The Austin Chronicle recently reported that a local filmmaker is raising funds for a comedy inspired by the mass suicides of the Heaven’s Gate group.
When 39 members of this group killed themselves—claiming that their consciousnesses would be transported to a spaceship, which they believe may have been hiding behind the Hale-Bopp comet—the media hyped this incident as “the worst mass suicide in U.S. history” (not counting Jonestown, which occurred in Guyana).
Funny stuff, right?
Satire about religion is a double-edged sword. American popular culture has long been fascinated with cults. After the Heaven’s Gate suicide, Family Guy as well as the comedy Road Trip (2000) poked fun at the mass suicide meme. By portraying cult leaders as suicidal maniacs and cult members as helpless losers, these comedies reinforced a distinction between healthy, “normal” religion and deviant “cult” religion.
Basically, these jokes relieve our anxiety that our own religious beliefs and practices might be just as strange as than those of the cult.
But satire can just as easily call these distinctions into question. In 1998 The Simpsons aired an episode about cults in which Bart opines: “Church, cult, cult, church. So we’ll get bored someplace else every Sunday. Does this really change our everyday lives?”
I met with filmmaker David Jones at a south Austin cafe to discuss his project as well as our public conversation about new religious movements.
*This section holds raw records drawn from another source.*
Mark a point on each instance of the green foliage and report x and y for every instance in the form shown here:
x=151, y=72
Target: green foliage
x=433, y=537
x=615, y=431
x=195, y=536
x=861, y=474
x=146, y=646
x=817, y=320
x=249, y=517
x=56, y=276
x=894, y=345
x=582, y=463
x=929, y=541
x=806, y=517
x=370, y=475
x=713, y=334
Jones explained that his fictional cult not directly based on Heaven’s Gate, but is inspired by it. Much like Paul Thomas Anderson’s The Master (2012), The Away Team is a fictional story that takes its cues from real life figures and movements. As research, Jones watched “Exit Statements” made by Heaven’s Gate members before their suicide. He also contacted surviving group members to clarify certain details about what happened.
He wanted to know, for example, why each member was found with a five-dollar bill and three quarters. The media claimed that this was intergalactic “bus fare” for admittance onto the spaceship. But Jones was told the money was actually a sort of inside joke. Before 1997 Heaven’s Gate members had spent decades travelling and living “off the grid.” They had run afoul of local laws claiming that anyone without at least five dollars could be defined as a vagrant. So members always carried five dollars and money for a phone call.
Benjamin Zeller, author of Heaven’s Gate: America’s UFO Religion, has also noted that Heaven’s Gate members engaged in a lot of self-deprecating humor because they were aware that mainstream society perceived them as crazy.
This research led Jones to conclude that a comedy about Heaven’s Gate might not be as inappropriate as it sounds. “I could never make a comedy about David Koresh or Jim Jones,” he explained, “But the Heaven’s Gate members were a bunch of intellectual people who made a conscious decision. And they appeared cheerful about what they were doing. I think the surviving members would love [The Away Team] if they saw it because it’s taking jabs at society.”
Inspired by comedians like Larry David and Ricky Gervais, Jones sees humor in portraying the daily banalities of running a UFO religion. By doing so, he hopes to challenge the distinction between religion and cults. An agnostic, Jones explained, “To me, all organized religion is a cult.” He added that institutions like beauty pageants for toddlers were far more disturbing to him than unusual religious groups like Heaven’s Gate.
The Away Team could also challenge popular understandings of why incidents like the Heaven’s Gate suicide happen. Dark comedies about cults often suggest that committing mass suicide is simply “what cults do” and that no external factors influence this decision. However, scholars like Catherine Wessinger and David Bromley have shown that these movements generally engage in violence only when outside pressures have caused them to feel they have no other option.
Jones says his film will portray how obstacles like a leader with failing health and harassment from concerned family members could lead a hypothetical movement to consider mass suicide as a viable option.
Despite his good intentions, Jones has faced some backlash from critics who claim his project is in bad taste. He understands the reaction, but defends the right of comedians to make light of anything.
Jones is confident that when critics see the finished film, they’ll get it. He added poignantly, of the Heaven’s Gate followers: “People forget, they were just human beings.”